No stone was left unturned in her search for the link between Alex and Sephi. The conclusion, as she suspected, was that the Anovarks were extinguished. Those damn Havilahs had made sure of it. Bastards. That family harbored so much hatred for the gifted.
If there was one thing Duvall learned in all her years, it was that with as much love as there was in the world, there were equal parts hatred. Chalk it up to nature’s annoying need to maintain balance. Sometimes one outweighed the other, good over bad, bad over good, but like an old brass balancing scale they always found their way back to neutral.
She glanced out the window. She could feel the presence of the gifted out there somewhere. Their dissension with the laws of the afterworld grew thicker by the day, and Alex’s death had given them hope. They’d waited a long time.
Surely Duvall would know more if she had the courage to leave Brigitta, but with the exception of the haunted house and the occasional trip to the Dual Towers, she rarely left her office. She created the ABC club because it allowed her to gather the goods she needed without putting herself in the path of hatred, from both the spirited and the gifted. One could never be too careful.
She stretched across her desk and scooped up an aragonite stone, squeezing it in her hand and waiting for something to happen. Few things in life and death were absolute, but minerals never failed. She sensed Rae before the child came trotting in like a pony. Alex strode at her side and not far behind followed her handsome friend. The Lasalle boy, the one who caused so much trouble last year.
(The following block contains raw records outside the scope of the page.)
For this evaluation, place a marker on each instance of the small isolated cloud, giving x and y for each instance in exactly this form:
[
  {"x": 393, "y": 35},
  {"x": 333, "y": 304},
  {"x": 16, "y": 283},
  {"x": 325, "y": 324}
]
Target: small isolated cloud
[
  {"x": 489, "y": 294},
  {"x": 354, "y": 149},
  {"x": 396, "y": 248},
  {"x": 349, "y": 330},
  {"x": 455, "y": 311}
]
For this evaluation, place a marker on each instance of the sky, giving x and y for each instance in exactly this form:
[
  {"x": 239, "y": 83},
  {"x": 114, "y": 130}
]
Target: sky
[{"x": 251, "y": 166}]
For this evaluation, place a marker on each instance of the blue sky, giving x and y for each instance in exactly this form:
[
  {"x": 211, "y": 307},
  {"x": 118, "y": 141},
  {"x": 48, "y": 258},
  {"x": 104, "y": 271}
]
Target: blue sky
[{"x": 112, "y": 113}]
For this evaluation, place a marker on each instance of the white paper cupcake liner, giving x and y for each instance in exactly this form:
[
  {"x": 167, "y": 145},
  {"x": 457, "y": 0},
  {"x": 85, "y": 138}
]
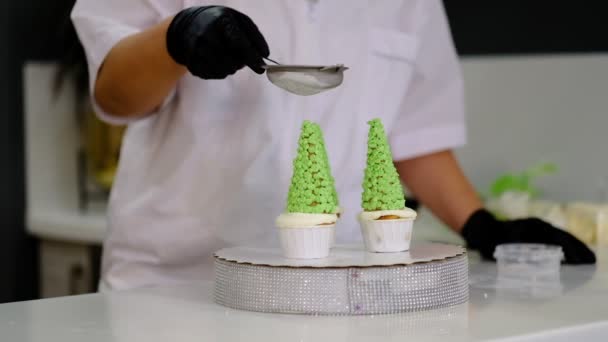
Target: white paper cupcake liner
[
  {"x": 385, "y": 236},
  {"x": 307, "y": 242}
]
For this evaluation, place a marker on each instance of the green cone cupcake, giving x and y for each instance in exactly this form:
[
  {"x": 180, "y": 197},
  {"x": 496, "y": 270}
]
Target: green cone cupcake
[
  {"x": 386, "y": 223},
  {"x": 307, "y": 227}
]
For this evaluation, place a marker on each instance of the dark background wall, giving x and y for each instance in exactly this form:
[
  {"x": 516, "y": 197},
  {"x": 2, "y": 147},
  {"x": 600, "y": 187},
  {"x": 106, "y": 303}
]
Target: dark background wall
[{"x": 31, "y": 30}]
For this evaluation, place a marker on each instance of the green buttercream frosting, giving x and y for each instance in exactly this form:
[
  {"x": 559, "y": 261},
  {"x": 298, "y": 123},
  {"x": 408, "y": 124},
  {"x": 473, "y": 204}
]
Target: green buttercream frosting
[
  {"x": 382, "y": 188},
  {"x": 312, "y": 188}
]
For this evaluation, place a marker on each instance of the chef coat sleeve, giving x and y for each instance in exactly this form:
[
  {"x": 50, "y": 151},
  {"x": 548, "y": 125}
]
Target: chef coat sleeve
[
  {"x": 432, "y": 115},
  {"x": 102, "y": 24}
]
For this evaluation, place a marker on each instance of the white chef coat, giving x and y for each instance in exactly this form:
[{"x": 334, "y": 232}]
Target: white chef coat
[{"x": 211, "y": 167}]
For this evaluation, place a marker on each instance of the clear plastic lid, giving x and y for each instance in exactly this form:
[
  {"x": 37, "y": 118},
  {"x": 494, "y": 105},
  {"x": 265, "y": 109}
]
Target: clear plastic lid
[{"x": 528, "y": 252}]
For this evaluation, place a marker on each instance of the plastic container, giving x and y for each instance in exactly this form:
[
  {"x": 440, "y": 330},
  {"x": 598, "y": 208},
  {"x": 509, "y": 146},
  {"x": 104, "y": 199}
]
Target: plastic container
[{"x": 529, "y": 261}]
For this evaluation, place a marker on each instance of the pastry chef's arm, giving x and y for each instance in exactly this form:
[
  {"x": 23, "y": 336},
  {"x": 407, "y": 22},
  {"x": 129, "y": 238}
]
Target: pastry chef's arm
[
  {"x": 439, "y": 183},
  {"x": 212, "y": 42},
  {"x": 137, "y": 74}
]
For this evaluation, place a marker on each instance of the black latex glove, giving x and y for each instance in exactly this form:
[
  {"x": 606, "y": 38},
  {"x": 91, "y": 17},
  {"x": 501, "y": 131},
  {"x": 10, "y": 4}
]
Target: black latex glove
[
  {"x": 483, "y": 232},
  {"x": 214, "y": 42}
]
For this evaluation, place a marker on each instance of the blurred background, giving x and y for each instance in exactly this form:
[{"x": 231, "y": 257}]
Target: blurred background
[{"x": 536, "y": 74}]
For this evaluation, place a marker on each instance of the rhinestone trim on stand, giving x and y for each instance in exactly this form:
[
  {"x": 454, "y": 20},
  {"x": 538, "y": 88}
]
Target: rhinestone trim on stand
[{"x": 342, "y": 290}]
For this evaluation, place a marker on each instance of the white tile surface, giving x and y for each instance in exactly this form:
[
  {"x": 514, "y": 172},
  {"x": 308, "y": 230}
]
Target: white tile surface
[{"x": 577, "y": 310}]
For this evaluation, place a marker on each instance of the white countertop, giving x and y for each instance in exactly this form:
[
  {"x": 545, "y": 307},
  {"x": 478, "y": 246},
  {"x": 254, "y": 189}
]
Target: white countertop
[{"x": 576, "y": 308}]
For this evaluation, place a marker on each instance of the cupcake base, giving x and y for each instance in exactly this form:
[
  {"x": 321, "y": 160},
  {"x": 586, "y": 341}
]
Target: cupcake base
[
  {"x": 387, "y": 236},
  {"x": 307, "y": 242}
]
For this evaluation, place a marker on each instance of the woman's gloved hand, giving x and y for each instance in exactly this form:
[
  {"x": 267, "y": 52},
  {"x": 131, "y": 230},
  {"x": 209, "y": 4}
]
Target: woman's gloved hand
[
  {"x": 483, "y": 232},
  {"x": 214, "y": 42}
]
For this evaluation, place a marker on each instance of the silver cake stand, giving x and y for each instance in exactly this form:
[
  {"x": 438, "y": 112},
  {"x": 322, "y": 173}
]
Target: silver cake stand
[{"x": 349, "y": 282}]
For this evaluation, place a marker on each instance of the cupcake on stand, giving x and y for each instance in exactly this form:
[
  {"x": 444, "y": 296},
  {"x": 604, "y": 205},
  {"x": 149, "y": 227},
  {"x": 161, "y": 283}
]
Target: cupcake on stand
[
  {"x": 307, "y": 227},
  {"x": 386, "y": 223}
]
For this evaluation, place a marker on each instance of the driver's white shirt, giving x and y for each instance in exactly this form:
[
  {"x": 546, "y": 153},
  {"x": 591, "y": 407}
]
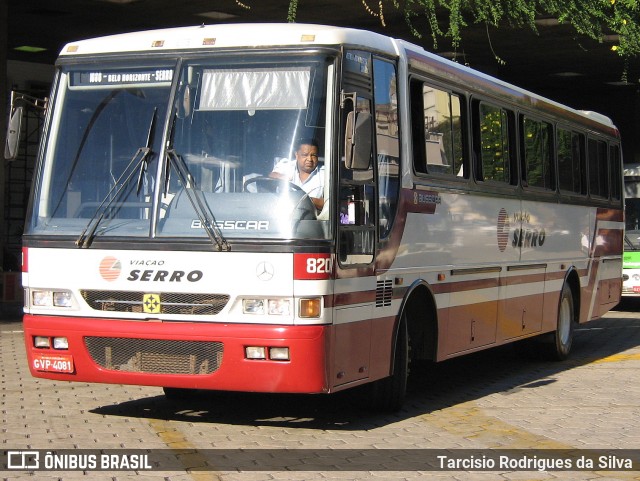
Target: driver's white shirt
[{"x": 314, "y": 185}]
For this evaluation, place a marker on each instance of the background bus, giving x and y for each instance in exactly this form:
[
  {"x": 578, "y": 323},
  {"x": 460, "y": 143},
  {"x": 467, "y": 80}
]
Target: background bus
[
  {"x": 460, "y": 213},
  {"x": 631, "y": 259}
]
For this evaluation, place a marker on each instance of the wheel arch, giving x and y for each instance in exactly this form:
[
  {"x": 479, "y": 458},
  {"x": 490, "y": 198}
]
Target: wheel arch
[
  {"x": 572, "y": 279},
  {"x": 418, "y": 308}
]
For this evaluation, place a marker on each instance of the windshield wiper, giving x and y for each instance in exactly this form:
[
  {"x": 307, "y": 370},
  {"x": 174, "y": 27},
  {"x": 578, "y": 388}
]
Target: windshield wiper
[
  {"x": 137, "y": 163},
  {"x": 196, "y": 197}
]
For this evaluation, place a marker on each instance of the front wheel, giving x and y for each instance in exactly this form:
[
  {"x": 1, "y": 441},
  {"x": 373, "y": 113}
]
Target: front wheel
[
  {"x": 388, "y": 394},
  {"x": 558, "y": 343}
]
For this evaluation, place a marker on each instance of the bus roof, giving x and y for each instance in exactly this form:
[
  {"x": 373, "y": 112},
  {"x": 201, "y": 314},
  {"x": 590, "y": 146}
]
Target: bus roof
[
  {"x": 207, "y": 37},
  {"x": 229, "y": 35}
]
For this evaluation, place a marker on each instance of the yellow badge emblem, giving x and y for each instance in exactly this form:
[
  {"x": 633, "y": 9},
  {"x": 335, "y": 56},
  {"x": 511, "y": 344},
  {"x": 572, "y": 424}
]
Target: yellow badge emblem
[{"x": 151, "y": 303}]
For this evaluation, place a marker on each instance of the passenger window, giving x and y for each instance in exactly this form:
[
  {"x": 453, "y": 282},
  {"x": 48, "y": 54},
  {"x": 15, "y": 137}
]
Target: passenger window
[
  {"x": 437, "y": 120},
  {"x": 616, "y": 172},
  {"x": 387, "y": 142},
  {"x": 538, "y": 163},
  {"x": 571, "y": 162},
  {"x": 493, "y": 134},
  {"x": 598, "y": 169}
]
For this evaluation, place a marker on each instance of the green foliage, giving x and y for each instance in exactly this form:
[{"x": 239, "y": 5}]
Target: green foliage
[{"x": 592, "y": 18}]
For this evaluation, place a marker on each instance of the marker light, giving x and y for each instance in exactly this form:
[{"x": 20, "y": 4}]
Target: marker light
[
  {"x": 255, "y": 352},
  {"x": 310, "y": 307},
  {"x": 279, "y": 307},
  {"x": 279, "y": 353},
  {"x": 62, "y": 299},
  {"x": 42, "y": 298},
  {"x": 60, "y": 343},
  {"x": 41, "y": 342},
  {"x": 253, "y": 306}
]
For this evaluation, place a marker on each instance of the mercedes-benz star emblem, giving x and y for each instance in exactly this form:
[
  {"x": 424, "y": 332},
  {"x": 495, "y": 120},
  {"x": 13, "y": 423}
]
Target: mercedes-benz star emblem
[{"x": 265, "y": 271}]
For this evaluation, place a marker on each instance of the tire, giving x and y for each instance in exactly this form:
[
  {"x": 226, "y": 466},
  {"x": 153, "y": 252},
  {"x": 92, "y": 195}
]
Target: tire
[
  {"x": 388, "y": 394},
  {"x": 558, "y": 343}
]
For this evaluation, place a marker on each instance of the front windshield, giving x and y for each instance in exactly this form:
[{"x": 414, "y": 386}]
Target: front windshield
[{"x": 236, "y": 134}]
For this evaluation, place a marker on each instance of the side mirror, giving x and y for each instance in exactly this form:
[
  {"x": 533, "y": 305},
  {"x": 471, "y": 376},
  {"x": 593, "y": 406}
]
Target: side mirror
[
  {"x": 358, "y": 141},
  {"x": 13, "y": 134}
]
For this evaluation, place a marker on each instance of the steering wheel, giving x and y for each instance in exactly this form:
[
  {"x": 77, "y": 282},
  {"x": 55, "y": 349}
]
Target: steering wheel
[{"x": 270, "y": 184}]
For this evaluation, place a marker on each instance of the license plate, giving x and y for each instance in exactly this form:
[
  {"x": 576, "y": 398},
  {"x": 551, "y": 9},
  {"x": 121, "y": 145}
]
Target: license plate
[{"x": 53, "y": 362}]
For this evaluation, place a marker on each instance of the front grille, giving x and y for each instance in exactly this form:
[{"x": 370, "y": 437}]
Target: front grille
[
  {"x": 169, "y": 302},
  {"x": 155, "y": 356}
]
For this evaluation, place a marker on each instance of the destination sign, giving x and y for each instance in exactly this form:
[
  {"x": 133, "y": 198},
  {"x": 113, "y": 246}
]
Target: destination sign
[{"x": 121, "y": 77}]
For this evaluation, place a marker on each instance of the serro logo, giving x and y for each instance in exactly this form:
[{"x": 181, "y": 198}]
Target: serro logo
[{"x": 110, "y": 268}]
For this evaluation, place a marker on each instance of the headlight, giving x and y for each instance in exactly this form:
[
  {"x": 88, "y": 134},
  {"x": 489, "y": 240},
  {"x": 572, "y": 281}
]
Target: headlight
[
  {"x": 279, "y": 307},
  {"x": 273, "y": 307},
  {"x": 51, "y": 298}
]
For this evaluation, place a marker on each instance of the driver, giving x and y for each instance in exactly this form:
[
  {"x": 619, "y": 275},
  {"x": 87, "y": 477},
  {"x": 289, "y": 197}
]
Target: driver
[{"x": 304, "y": 172}]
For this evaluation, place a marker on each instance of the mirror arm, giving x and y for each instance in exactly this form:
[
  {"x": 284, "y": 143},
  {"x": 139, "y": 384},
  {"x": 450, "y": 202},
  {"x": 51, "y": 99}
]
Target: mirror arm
[{"x": 31, "y": 101}]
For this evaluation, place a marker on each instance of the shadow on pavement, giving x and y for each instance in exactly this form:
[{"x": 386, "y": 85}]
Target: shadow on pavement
[{"x": 431, "y": 387}]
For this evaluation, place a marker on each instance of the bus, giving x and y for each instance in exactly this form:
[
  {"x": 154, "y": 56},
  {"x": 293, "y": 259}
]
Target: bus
[
  {"x": 460, "y": 213},
  {"x": 631, "y": 258}
]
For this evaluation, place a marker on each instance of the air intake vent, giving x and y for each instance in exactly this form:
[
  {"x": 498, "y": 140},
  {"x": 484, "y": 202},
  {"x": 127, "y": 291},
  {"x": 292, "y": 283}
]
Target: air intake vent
[
  {"x": 156, "y": 356},
  {"x": 384, "y": 293},
  {"x": 167, "y": 302}
]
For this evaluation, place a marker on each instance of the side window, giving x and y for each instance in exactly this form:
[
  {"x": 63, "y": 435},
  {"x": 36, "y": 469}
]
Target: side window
[
  {"x": 387, "y": 141},
  {"x": 616, "y": 172},
  {"x": 492, "y": 132},
  {"x": 598, "y": 169},
  {"x": 437, "y": 119},
  {"x": 536, "y": 143},
  {"x": 571, "y": 162}
]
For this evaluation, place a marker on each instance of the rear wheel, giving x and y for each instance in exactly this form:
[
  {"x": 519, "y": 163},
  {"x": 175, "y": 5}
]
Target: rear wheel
[{"x": 388, "y": 394}]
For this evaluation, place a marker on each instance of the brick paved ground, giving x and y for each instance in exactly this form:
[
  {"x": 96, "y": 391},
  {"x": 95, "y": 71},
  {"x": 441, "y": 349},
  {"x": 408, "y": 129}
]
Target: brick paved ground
[{"x": 497, "y": 399}]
This boy never accompanied Alex during her visits, but as they entered the room together, Duvall had to brace herself on her desk. She blinked several times and rubbed her eyes, which could see more than most because she embraced the odd and the impossible. These two had a visible energy undulating between them. Such a thing was rare. And dangerous.
“I think Rae wanted to visit you,” Alex said, holding up a paper. “She kept showing this to me.”
Alex presented Duvall with a sketch of the classroom. It included every miniscule detail, right down to the positioning of the flask Duvall set down and the stray pen on the table in the back right corner. Gray pencil lead streaked Rae’s face, and she wiped the hair from her forehead with a dirty hand. The possibility existed that, yes, Rae wanted to see her, but more than likely she drew the picture because she knew she’d be coming to the room later. Her mind was an open door of possibility.
Rae wasn’t the problem here. Duvall purposely walked in between Alex and the boy. As she suspected, she floated through a levitating pool of pleasant electricity causing her hair to stand on end. This was unfortunate.
“Here.” She opened a drawer at the bottom of her desk where she kept a stash of charcoal pencils for Rae when she showed up.
Rae did a little dance as she took them before wrapping an arm around Duvall’s leg. Duvall felt a tug in her chest where she once allowed a heart to beat.
Alex placed the classroom sketch on Duvall’s desk. “Professor, why will Rae leave if she likes it here so much?”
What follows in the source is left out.